I see issues in both options.


Solution

    • Do not use OFFSET and LIMIT; it goes from OK to slow to slower. Instead, keep track of "where you left off" with last_update so that it can be more efficient. More Discussion

    • Since there can be dups of the datetime, be flexible about how many rows to do at once.

    • Run this continually.

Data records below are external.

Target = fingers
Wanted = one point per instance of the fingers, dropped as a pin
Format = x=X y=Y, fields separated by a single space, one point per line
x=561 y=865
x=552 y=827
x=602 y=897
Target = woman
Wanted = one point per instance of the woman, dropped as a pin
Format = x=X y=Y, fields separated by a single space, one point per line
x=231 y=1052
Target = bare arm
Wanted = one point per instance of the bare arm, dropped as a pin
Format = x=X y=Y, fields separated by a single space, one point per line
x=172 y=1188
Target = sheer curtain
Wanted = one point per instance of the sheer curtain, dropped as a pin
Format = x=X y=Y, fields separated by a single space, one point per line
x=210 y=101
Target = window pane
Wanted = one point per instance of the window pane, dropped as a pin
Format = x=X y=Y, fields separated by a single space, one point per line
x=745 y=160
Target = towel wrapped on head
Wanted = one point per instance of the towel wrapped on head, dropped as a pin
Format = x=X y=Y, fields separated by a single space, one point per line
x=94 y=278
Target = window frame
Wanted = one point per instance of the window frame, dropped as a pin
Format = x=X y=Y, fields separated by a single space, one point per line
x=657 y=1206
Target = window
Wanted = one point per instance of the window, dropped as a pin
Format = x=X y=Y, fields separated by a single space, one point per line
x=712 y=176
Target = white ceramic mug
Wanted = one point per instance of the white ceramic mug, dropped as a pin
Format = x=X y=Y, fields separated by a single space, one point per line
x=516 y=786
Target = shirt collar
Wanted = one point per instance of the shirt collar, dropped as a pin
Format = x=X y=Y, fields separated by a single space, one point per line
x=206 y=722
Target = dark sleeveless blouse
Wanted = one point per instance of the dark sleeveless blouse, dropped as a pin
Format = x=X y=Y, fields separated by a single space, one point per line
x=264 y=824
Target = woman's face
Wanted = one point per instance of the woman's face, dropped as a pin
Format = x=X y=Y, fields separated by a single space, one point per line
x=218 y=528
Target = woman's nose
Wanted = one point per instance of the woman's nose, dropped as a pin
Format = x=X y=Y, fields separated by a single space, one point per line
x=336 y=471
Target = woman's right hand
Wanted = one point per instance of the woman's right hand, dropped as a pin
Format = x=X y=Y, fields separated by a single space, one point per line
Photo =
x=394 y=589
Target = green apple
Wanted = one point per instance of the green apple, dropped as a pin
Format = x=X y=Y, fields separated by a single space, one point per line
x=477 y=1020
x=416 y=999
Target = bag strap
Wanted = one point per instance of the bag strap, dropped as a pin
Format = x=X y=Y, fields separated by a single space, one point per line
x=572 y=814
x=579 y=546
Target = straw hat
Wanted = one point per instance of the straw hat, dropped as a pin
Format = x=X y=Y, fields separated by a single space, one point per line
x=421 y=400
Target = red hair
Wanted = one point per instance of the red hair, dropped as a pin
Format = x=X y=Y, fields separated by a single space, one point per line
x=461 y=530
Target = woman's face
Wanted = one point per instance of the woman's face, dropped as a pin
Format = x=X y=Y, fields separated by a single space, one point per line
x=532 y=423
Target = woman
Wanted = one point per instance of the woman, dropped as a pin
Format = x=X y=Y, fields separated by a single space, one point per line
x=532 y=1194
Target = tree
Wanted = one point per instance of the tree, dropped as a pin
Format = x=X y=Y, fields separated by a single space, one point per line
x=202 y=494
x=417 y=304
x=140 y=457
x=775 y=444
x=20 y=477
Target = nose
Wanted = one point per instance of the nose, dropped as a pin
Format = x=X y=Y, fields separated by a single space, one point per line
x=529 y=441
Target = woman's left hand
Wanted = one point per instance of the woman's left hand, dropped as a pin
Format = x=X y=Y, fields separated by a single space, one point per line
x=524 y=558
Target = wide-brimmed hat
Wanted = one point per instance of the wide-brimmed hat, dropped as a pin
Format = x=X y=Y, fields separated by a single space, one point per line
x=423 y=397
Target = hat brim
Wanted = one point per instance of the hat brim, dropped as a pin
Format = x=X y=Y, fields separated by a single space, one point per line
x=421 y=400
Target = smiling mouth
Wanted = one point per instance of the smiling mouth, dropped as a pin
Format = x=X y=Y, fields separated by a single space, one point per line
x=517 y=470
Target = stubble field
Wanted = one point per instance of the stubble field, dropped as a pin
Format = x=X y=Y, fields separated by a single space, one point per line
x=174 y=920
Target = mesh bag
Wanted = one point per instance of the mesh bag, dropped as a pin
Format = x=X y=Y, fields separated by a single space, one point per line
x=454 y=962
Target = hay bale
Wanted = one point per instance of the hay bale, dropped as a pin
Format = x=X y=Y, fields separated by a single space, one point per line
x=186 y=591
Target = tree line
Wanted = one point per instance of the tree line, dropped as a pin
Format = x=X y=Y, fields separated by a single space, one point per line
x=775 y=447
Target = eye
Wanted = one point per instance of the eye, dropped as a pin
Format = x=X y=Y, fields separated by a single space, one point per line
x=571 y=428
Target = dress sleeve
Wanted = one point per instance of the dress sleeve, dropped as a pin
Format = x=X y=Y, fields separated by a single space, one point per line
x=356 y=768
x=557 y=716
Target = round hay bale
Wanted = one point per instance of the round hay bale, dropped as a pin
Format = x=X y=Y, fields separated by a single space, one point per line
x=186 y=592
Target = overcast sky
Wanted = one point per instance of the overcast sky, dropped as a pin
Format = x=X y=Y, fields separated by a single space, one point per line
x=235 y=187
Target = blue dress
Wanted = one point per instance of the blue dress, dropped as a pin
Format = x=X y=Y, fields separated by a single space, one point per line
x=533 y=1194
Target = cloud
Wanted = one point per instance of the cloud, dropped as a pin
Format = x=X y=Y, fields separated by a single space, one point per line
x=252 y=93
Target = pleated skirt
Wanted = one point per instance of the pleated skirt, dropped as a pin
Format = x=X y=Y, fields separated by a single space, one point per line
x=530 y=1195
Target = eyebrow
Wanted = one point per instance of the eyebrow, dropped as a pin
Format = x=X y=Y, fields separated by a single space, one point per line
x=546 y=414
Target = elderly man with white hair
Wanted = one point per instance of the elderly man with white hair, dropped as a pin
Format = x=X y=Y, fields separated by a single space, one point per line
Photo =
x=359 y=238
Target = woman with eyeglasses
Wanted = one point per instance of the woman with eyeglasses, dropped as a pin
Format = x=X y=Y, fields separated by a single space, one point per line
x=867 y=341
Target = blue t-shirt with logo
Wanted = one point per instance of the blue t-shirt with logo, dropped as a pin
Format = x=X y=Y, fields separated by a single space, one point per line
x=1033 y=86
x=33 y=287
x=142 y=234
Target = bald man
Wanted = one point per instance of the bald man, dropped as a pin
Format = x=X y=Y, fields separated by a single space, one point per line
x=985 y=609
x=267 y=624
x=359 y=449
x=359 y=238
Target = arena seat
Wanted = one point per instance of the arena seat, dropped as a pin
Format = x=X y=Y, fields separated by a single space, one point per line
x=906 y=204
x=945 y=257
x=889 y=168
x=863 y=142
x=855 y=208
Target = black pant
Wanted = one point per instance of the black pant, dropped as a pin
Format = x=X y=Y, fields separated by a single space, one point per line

Don't use cron except as a 'keep-alive'.

    • There is no need for the initial copy; this code does it for you.

    • It is vital to have INDEX(last_update)

    Here is the code:

    -- Initialize.  Note: This subtract is consistent with the later compare. 
    SELECT @left_off := MIN(last_update) - INTERVAL 1 DAY
        FROM tbl;
    
    Loop:
    
        -- Get the ending timestamp:
        SELECT @cutoff := last_update FROM tbl
             WHERE last_update > @left_off
             ORDER BY last_update
             LIMIT 1  OFFSET 100;   -- assuming you decide to do 100 at a time
        -- if no result, sleep for a while, then restart
    
        -- Get all the rows through that timestamp
        -- This might be more than 100 rows
        SELECT * FROM tbl
            WHERE last_update > @left_off
              AND last_update <= @cutoff
            ORDER BY last_update
        -- and transfer them
    
        -- prep for next iteration
        SET @left_off := @cutoff;
    
    Goto Loop
    

    SELECT @cutoff will be fast -- it is a brief scan of 100 consecutive rows in the index.

    SELECT * does the heavy lifting, and takes time proportional to the number of rows -- no extra overhead for OFFSET. 100 rows should take about 1 second for the read (assuming spinning disk, non-cached data).

    Instead of initially getting COUNT(*), I would start by getting MAX(last_update) since the rest of the code is basing on last_update. This query is "instantaneous" since it only has to probe the end of the index. But I claim you don't even need that!

    A possible bug: If rows in the 'source' can be deleted, how to you recognize that?